To create the pyramid, Oldways, a nonprofit food and nutrition organization, gathered a panel of experts, including nutrition scientists, health experts, and culinary historians. Made possible through a grant from the Walmart Foundation, the new pyramid offers a cultural model for healthy eating, connecting African American communities with their early Diasporan roots and sharing these healthy foods with the world.
“In my work with the African American community, I see a general lack of education in terms of the foods their ancestors prepared and enjoyed; today these food connections are all but lost,” said Constance Brown-Riggs, MSED, RD and author, “The African American Guide to Living Well with Diabetes”. “This pyramid is an important new educational tool; it is an innovative way that we, as health professionals, can communicate with, connect to and educate African Americans.”

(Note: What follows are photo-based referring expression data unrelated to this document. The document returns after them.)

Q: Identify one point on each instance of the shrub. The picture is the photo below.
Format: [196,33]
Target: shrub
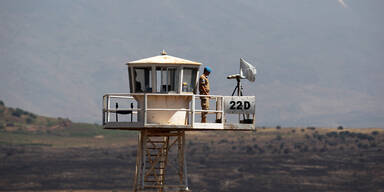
[375,133]
[249,150]
[29,120]
[17,113]
[311,128]
[332,134]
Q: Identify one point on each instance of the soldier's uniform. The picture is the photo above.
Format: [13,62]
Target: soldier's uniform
[204,90]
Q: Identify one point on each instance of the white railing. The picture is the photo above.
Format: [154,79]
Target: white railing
[134,109]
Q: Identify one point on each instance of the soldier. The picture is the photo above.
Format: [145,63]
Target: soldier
[204,90]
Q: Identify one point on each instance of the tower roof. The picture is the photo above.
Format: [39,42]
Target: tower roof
[164,59]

The African Heritage Diet Pyramid, which at a glance, depicts an overall total diet, encompasses the foods from the four African Diasporan regions (Africa, the Caribbean, South America, and the American South). To accompany the pyramid, Oldways is also introducing 12 plates, or dishes, and recipes to be used as expressions of the cuisines of specific cultures in these four regions. Plates show how to combine healthy foods on the pyramid into specific meals. From Savory Pumpkin Soup, Jollof Rice with Black Eyed Peas, and Baked Pecan-Crusted Catfish, these dishes offer healthy and traditional heritage recipes for families to prepare and enjoy together.
To inspire and educate people about this healthy and affordable eating pattern, Oldways has also created a user-friendly African Heritage 101 brochure and an African Heritage & Health Portal on the Oldways website, which includes resources, grocery lists, recipes and other heritage information.
“The creation of the African Heritage Diet Pyramid is just the beginning of an initiative to build health through heritage in the African American community,” said Sarah Dwyer, Oldways Program Manager and the team leader for the African Heritage & Health Initiative. “Through our work with Oldways’ other healthy eating pyramids, we have seen what a valuable tool this can be. We are grateful to all our advisors and partners who share our passion for this mission and are helping us spread the message far and wide as we embark on this newest Oldways initiative.”
In addition to the African Heritage Diet Pyramid, Oldways has created and introduced four other healthy eating pyramids (Mediterranean, Asian, Latin American and Vegetarian), along with health/education outreach programs. These pyramids have been used by millions of people and are seen in homes, doctors’ offices, supermarkets, RD offices, cookbooks, journal articles, textbooks, and more throughout the world. The organization expects to start working on a Native American Heritage Pyramid in 2012.
For more information or to download a free copy of the African Heritage Diet Pyramid or African Heritage 101 brochure, please visit, http://www.oldwayspt.org/african-heritage-diet.
Oldways (www.oldwayspt.org) is a nonprofit food and nutrition education organization, with a mission to guide people to good health through heritage, using practical and positive programs grounded in science and tradition. Simply, we advocate for the healthful pleasures of real food. It is the parent organization for The Whole Grains Council and The Mediterranean Foods Alliance, and is well-known for creating the Whole Grain Stamp and the Mediterranean Diet Pyramid.